Thoth: _ Ó Rei, que idéias guardam tuas palavras?
Amón: _ Acaso crês, realmente, que mais sábio se tornará o homem apenas por valer-se de um manuscrito? Penso que a tua invenção mais corrobora para a acomodação do pensamento e da atitude, já que, ao apoiar-se em um registro, o homem liberta-se do compromisso com a sua própria memória.
Thoth: _ Respeitosamente, caro Rei, minha intenção ao inventar a escrita é a de homenagear a memória de todos os indivíduos do teu Reino.
Amón: _ Embora tuas palavras me intriguem, que “mágica” pretendes apresentar para que a memória de todo o meu vasto reino caiba numa folha de papel, por exemplo?
Thoth: _ Ó, sábio Rei...Distante do meu objetivo está iludi-lo de alguma forma. Pretendo, sim, compartilhar uma riqueza que, através desta boa nova, representa a perpetuação não somente de uma história, a nossa, mas de tantas outras que com ela coexistem. Com a possibilidade de registrar todo o tipo de conhecimento desenvolvido por intermédio destes sinais gráficos, almejo que a sabedoria esteja acessível a todos de modo que cada pessoa possa não apenas desfrutar desse conhecimento proporcionado pela escrita, mas também realizar novas descobertas, agregando outros sentidos a ela.

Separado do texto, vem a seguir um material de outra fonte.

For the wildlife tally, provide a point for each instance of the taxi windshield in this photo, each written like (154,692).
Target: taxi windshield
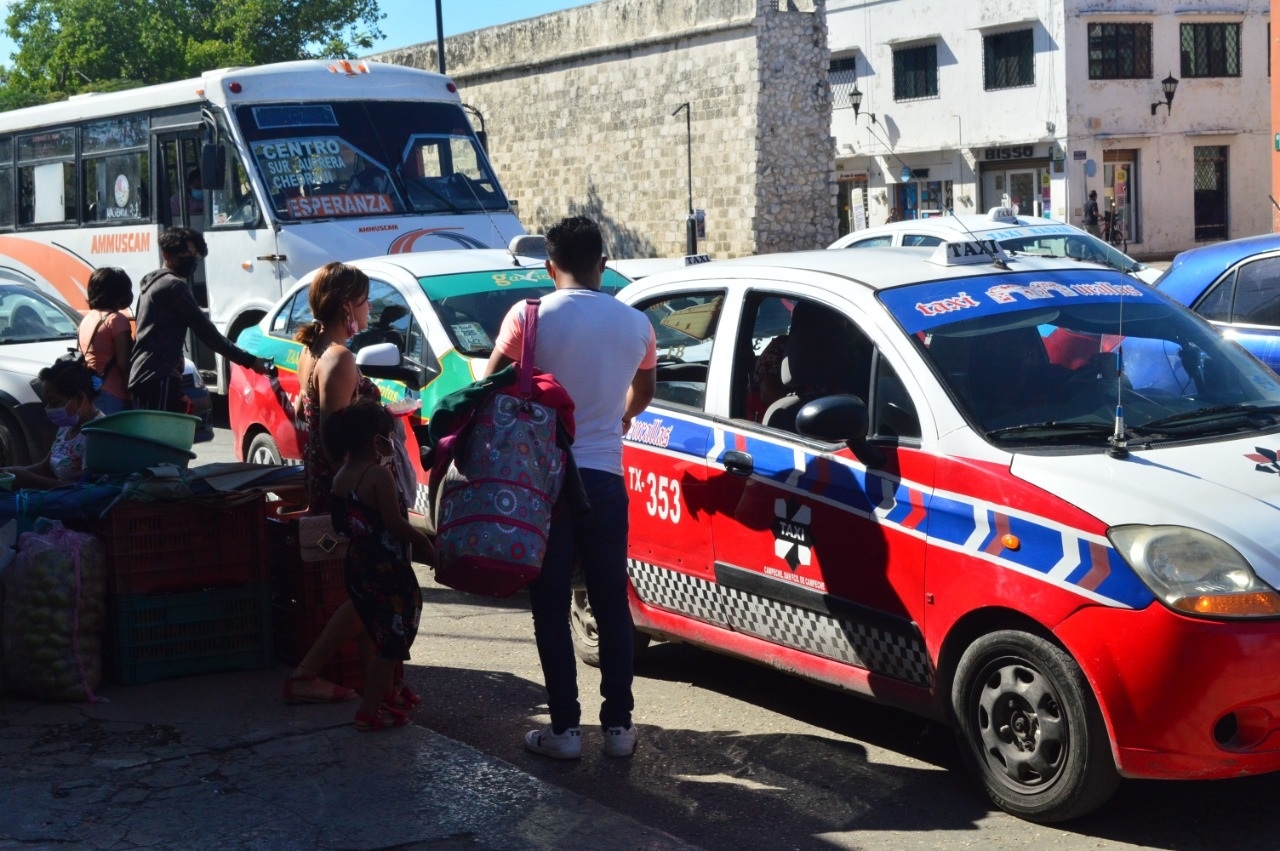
(1073,243)
(27,316)
(472,305)
(320,160)
(1043,358)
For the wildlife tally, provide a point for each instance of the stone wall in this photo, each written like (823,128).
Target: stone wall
(579,105)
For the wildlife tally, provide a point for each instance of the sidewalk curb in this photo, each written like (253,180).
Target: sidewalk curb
(219,763)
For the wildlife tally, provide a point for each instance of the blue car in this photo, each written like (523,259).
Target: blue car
(1235,286)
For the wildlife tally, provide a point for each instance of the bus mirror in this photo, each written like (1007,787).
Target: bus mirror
(213,167)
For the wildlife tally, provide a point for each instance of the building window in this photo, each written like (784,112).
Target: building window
(915,73)
(842,77)
(1211,50)
(1008,60)
(1120,51)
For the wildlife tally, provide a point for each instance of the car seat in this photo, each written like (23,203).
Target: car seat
(24,321)
(821,358)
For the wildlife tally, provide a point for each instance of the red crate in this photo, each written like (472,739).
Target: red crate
(183,545)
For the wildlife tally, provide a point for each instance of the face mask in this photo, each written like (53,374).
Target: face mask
(60,417)
(186,266)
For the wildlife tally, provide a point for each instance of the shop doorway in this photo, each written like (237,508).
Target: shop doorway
(1024,191)
(1211,192)
(1120,179)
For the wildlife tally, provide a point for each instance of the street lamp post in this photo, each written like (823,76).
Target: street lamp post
(690,224)
(439,37)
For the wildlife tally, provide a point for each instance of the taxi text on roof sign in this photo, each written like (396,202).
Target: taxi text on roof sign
(964,254)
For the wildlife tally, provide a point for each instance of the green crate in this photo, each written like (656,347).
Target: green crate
(178,635)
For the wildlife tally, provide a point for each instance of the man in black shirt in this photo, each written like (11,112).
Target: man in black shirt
(167,310)
(1091,213)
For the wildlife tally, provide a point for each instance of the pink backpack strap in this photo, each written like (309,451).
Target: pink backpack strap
(528,346)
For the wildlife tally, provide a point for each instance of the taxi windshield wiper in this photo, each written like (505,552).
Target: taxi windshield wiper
(1212,415)
(1052,429)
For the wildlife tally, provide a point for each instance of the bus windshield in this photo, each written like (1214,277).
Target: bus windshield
(321,160)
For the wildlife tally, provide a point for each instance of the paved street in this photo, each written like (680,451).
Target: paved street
(734,754)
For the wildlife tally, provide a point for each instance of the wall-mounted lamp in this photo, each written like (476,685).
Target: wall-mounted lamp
(855,100)
(1169,85)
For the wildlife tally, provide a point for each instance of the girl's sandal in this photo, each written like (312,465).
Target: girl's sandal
(402,698)
(334,694)
(382,719)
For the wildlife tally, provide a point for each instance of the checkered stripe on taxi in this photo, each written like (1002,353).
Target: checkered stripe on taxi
(1047,550)
(899,654)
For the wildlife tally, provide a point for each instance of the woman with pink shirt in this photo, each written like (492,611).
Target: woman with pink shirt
(106,335)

Amón: _ Interessante o que me explanas. Porém, devo ainda questionar se a escrita por si só possa realizar tão solene tarefa, pois nossos alunos terão uma grande demanda de informação para dar conta, mas serão carentes de sabedoria. Afinal, o que pensas mais valer a um semeador: um barril cheio de grãos úmidos e putrificados ou um saco de sementes secas e com brotos?
Thoth: _ Ó, Rei dos Reis. Demonstras através desse exemplo toda a tua sabedoria. Ele é tão belo que dele farei uso para refletirmos juntos sobre o assunto. É possível que uma semente jogada a esmo, em um solo despreparado, germine sem o devido tratamento e cuidado?
Amón: _ Certamente que não!
Thoth: Pois bem, não poderíamos, assim, inferir que os grãos são como os escritos, os semeadores são como os mestres, professores-filósofos que se deliciam com a sinceridade e a entrega de um possível “seguidor”, e que a terra na qual cada palavra será plantada bem poderia representar esse pupilo?
Assim, um bom semeador prepara o solo que irá acomodar os seus grãos para que eles resultem, após longo período de dedicação, em belas e vastíssimas plantações, às quais, no futuro, proporcionarão ainda grandes colheitas e delas outros grãos surgirão sempre, semeando novos solos, cada vez mais férteis.
Amón: _ Parece-me, meu bom amigo, que agora vislumbro a beleza e a singular finalidade do teu invento.
Thoth: _ Teu elogio como “sentença”, ó Rei, sinaliza, sim, a beleza maior advinda da arte que proponho. Sem percebermos a escrita já está aqui. Ela abençoa nossos discursos, relacionando-os. Com a escrita e por ela aproximei-me de ti, amigo, e, em ti, finalmente, percebi a receptividade tão esperada. Ó, Deuses, abençoem o registro desse encontro de almas. Fortaleço tal súplica, mas como alguém que tem a certeza da dádiva alcançada, pois, certamente, agora, num tempo distante daqui, um mestre (professor) está ao lado de seus discípulos (alunos) lendo.